Latest GSM Association figures show us that as of 5 January 2012, we have 49 operational LTE networks in 29 countries and 229 deployment commitments in a total of 79 countries. And obviously LTE networks have to be able to talk to each other. This in turn is generating furious activity to deploy IPX exchanges to provide data and voice roaming in an all-IP environment, a topic by itself, and keeping a number of us quite busy over the last six months.
What to expect in 2012?
Kudos go to South Korea where SK Telekom moved up their deployment plans by eight months, gained 500,000+ LTE subscribers and plans a nationwide roll-out by April this year. Both KT and LG+ are also accelerating their schedules. South Korea can clearly claim the LTE lead in Asia at this juncture.
Japan will be interesting to watch this year as NTT has launched smart phones on their LTE network with usage based voice billing plans.
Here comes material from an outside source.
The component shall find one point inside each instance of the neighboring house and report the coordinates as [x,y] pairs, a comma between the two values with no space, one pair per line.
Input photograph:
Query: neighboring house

Softbank is targeting a service launch late in the first quarter; with their history of being rather disruptive towards the more traditional carriers, this could make for a highly competitive environment and faster market penetration for LTE and its cohort of very smart devices. KDDI will also join the fray and Japan could regain the technology lead in 2013.
Based on the information they provided to the Global Mobile Supplier Association (GSA), we are likely to see Maxis and Asiaspace in Malaysia, Ncell in Nepal, Globe in the Philippines, as well as StarHub in Singapore go live this year. Surprisingly, Taiwan continues to be absent from the LTE race as spectrum allocation is taking a long time.